Background: Few epidemiological studies have evaluated the respiratory effects of personal exposure to nitrogen dioxide (NO2), a major traffic-related air pollutant. The biological pathway for these effects remains unknown.
Objectives: To evaluate the short-term effects of personal NO2 exposure on lung function, fractional exhaled nitric oxide (FeNO) and DNA methylation of genes involved.
Methods: We conducted a longitudinal panel study among 40 college students with four repeated measurements in Shanghai from May to October in 2016. We measured DNA methylation of the key encoding genes of inducible nitric oxide synthase (NOS2A) and arginase (ARG2). We applied linear mixed-effect models to assess the effects of NO2 on respiratory outcomes.

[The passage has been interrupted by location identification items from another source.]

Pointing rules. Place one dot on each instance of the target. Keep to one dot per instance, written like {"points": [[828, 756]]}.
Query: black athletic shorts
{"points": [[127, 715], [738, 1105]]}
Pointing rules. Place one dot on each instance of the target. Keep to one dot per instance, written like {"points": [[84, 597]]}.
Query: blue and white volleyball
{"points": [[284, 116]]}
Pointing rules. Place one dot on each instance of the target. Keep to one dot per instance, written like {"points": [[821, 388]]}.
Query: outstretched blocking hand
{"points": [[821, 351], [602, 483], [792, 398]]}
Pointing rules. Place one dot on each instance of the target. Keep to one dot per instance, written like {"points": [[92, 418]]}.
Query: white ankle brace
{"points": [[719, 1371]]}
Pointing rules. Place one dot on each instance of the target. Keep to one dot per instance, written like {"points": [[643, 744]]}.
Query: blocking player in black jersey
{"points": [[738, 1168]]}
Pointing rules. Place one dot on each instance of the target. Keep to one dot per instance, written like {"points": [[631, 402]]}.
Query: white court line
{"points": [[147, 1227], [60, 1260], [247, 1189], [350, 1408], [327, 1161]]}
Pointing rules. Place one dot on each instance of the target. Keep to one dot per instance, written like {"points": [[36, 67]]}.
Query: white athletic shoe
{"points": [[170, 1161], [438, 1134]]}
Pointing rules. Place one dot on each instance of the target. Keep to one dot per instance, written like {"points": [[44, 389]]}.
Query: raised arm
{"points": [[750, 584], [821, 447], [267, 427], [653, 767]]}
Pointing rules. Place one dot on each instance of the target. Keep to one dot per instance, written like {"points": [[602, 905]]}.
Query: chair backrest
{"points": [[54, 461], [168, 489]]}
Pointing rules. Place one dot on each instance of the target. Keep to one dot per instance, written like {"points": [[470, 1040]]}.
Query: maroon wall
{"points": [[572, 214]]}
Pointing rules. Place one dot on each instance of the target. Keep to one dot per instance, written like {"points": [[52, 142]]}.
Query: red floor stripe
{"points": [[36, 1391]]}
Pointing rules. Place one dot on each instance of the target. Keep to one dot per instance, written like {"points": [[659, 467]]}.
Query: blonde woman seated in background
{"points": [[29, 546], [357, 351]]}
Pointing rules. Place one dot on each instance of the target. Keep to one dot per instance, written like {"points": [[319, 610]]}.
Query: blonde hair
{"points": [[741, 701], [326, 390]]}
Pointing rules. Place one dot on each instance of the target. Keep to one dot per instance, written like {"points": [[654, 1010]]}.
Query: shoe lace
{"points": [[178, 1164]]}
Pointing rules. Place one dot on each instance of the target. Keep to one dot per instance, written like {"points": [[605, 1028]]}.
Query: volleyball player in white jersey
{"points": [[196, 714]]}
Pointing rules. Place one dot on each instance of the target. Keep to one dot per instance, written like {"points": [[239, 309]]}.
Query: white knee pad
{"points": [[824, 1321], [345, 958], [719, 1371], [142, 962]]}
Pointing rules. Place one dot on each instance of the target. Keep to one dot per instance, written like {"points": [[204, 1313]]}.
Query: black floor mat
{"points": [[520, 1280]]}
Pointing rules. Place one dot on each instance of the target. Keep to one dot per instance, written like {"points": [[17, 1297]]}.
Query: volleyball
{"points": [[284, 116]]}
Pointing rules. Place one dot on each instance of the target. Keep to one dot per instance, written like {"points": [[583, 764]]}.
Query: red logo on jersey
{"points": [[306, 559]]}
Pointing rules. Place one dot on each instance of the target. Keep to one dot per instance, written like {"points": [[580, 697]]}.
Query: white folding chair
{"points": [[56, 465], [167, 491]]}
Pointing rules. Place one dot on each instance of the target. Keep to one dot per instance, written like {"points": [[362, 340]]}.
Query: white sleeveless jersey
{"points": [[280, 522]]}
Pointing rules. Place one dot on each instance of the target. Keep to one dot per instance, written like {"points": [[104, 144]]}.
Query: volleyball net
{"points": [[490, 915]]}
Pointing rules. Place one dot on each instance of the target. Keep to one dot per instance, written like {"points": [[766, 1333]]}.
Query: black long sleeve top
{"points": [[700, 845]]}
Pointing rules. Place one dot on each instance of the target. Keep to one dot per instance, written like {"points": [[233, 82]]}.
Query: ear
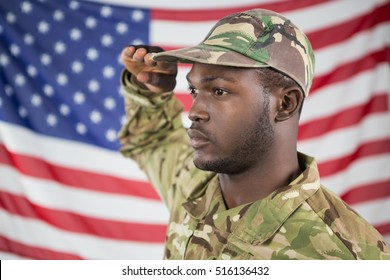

Results: Personal exposure to NO2 was 27.39 ± 23.20 ppb on average. In response to a 10-ppb increase in NO2 exposure, NOS2A methylation (%5 mC) decreased 0.19 at lag 0 d, ARG2 methylation (%5 mC) increased 0.21 and FeNO levels increased 2.82% at lag 1 d; and at lag 2 d the percentage of forced vital capacity, forced expiratory volume in 1 s and peak expiratory flow in predicted values decreased 0.12, 0.37 and 0.67, respectively. The model performance was better compared with those estimated using fixed-site measurements. These effects were robust to the adjustment for co-pollutants and weather conditions.
Conclusions: Our study suggests that short-term personal exposure to NO2 is associated with NOS2A hypomethylation, ARG2 hypermethylation, respiratory inflammation and lung function impairment. The use of personal measurements may better predict the respiratory effects of NO2.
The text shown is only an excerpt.